I am trying to solve the following elliptic differential equation.
$$ \frac{\partial^2\psi}{\partial R^2} + \frac{\partial^2\psi}{\partial Z^2} - \frac{1}{R}\frac{\partial\psi}{\partial R} = S(R,Z) $$
The interior points are discretized in a N-1 x N-1 grid as
$$ \left(A_{RR}+A_{ZZ}-\frac{A_R}{R_{i,j}}\right)\psi_{i,j}=S_{i,j}-b^{RR}_{i,j}-b^{ZZ}_{i,j} + \frac{b^R_{i,j}}{R_{i,j}} $$
where
$$ A_{RR}=I\otimes A_{RR}^{1D} $$ $$ A_{RR}^{1D} = \frac{1}{\Delta R^2}\left[\begin{array}{cccc} -2 & 1\\ 1 & -2 & 1\\ & 1 & -2 & 1\\ & & 1 & -2 \end{array}\right] $$
$$ A_{ZZ}=A_{RR}^{1D} \otimes I $$
$$ A_{R}=I \otimes A_R^{1D} $$
$$ A_R^{1D}=\frac{1}{2\Delta R}\left[\begin{array}{cccc} 0 & 1\\ -1 & 0 & 1\\ & -1 & 0 & 1\\ & & -1 & 0 \end{array}\right] $$
where I am assuming a 4x4 interior grid for simplicity, and the spacing is equal to $ \Delta R$ in both directions. The other terms on the right hand side are vectors containing the boundary conditions. I have written the following code:
def invertOpDirichletB(S, R, bcMat):
dR = R[1] - R[0]
N = len(R) - 2
ROr = R
R = R[1:-1]
# central difference matrix, R direction
eR = np.ones(N)
CD_data = np.array([-eR, eR]) / R
CD_diags = np.array([-1, 1])
CD = sparse.diags(CD_data, CD_diags, shape=(N, N))

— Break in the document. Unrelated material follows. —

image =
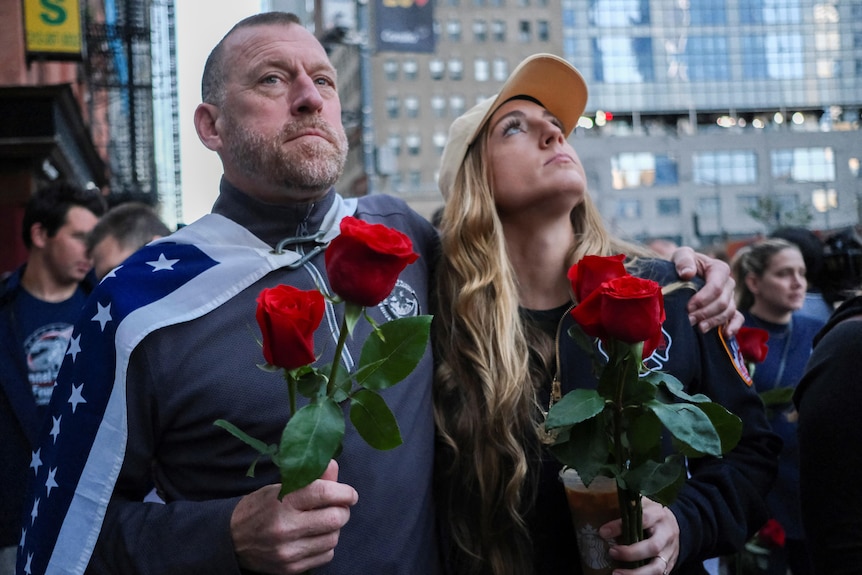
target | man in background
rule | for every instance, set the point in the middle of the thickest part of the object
(120, 232)
(39, 302)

CD2D = sparse.kron(sparse.eye(N), CD)
# laplacian matrix
DRR_data = np.array([eR, -2*eR, eR])
DRR_diags = np.array([-1, 0, 1])
DRR = sparse.diags(DRR_data, DRR_diags, shape=(N, N))
eZ = np.ones(N)
DZZ_data = np.array([eZ, -2*eZ, eZ])
DZZ_diags = np.array([-1, 0, 1])
DZZ = sparse.diags(DZZ_data, DZZ_diags, shape=(N, N))
lap = sparse.kron(sparse.eye(N), DRR) + sparse.kron(DZZ, sparse.eye(N))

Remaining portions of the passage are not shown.